Set Theory Axioms [Optional]

Match the name of the set theory axiom to its corresponding statement. Try not to look back at the slides!

\(\forall x \exists p\forall s.s \subseteq x\) IFF \(s \in p\)

If \(S\) is a set and \(P(x)\) is a predicate, then \(\{x \in S \mid P(x)\}\) is a set.

\(\forall x.[x \neq \emptyset\) IMPLIES \(\exists y.y\) is \(\in\)minimal in \(x\)]

\(\forall x [x \in y\) IFF \(x \in z]\) IFF \(\forall x[y \in x\) IFF \(z \in x]\)

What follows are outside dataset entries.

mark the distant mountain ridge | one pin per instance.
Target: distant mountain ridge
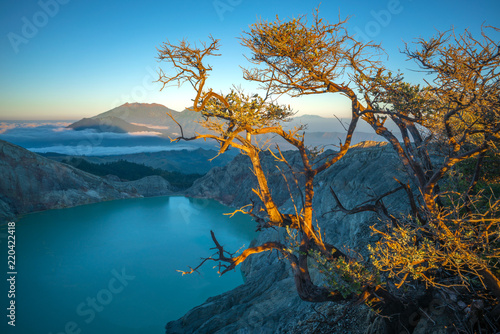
(32, 183)
(319, 130)
(108, 124)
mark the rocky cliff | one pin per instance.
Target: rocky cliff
(32, 183)
(267, 302)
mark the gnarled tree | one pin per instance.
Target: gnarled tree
(297, 58)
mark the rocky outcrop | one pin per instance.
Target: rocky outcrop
(268, 302)
(32, 183)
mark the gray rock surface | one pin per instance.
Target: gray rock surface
(268, 302)
(32, 183)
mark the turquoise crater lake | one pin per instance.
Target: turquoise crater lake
(111, 267)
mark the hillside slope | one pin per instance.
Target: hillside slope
(32, 183)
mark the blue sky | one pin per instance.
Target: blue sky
(67, 59)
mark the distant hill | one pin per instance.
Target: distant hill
(137, 117)
(319, 130)
(182, 161)
(108, 124)
(31, 183)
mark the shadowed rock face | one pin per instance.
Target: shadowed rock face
(32, 183)
(268, 301)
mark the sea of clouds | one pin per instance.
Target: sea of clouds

Suppose the Foundation Axiom did not hold and there are sets \(T, U, V\) such that \(T \in U \in V \in T\), and there are no other membership relations among them.
For each of the following sets, indicate whether it has an \(\in\)minimal element.
The empty set \(\emptyset\)
The empty set \(\emptyset\) has no elements so it cannot have an \(\in\)minimal element. 
\(T\)
\(T= \{V\}\) is possible, and since \(V \notin V\), the element \(V\) is \(\in\)minimal in \(T\) in this case. But if \(T= \{V,S\}\), where \(V \in S\) and \(S \in V\) for some set \(S\), then \(T\) has no \(\in\)minimal element. 
\(\{T\}\)
\(T\) is an \(\in\)minimal element of \(\{T\}\) because we know that \(T \notin T\). 
\(\{V, T\}\)
\(\{V, T\}\) has the \(\in\)minimal element \(V\), since we know that \(T \notin V\) and \(V \notin V\). 
\(\{U, V, T\}\)
None of the elements in \(\{U, V, T\}\) is \(\in\)minimal because each has one of the others as a member. 
\(\{T, U, V\}\)
\(\{T, U, V\} = \{U, V, T\}\), so the answer is the same as above. 
\(\{\emptyset, T, U, V\}\)
Yes, \(\{\emptyset, T, U, V\}\) has the \(\in\)minimal element \(\emptyset\).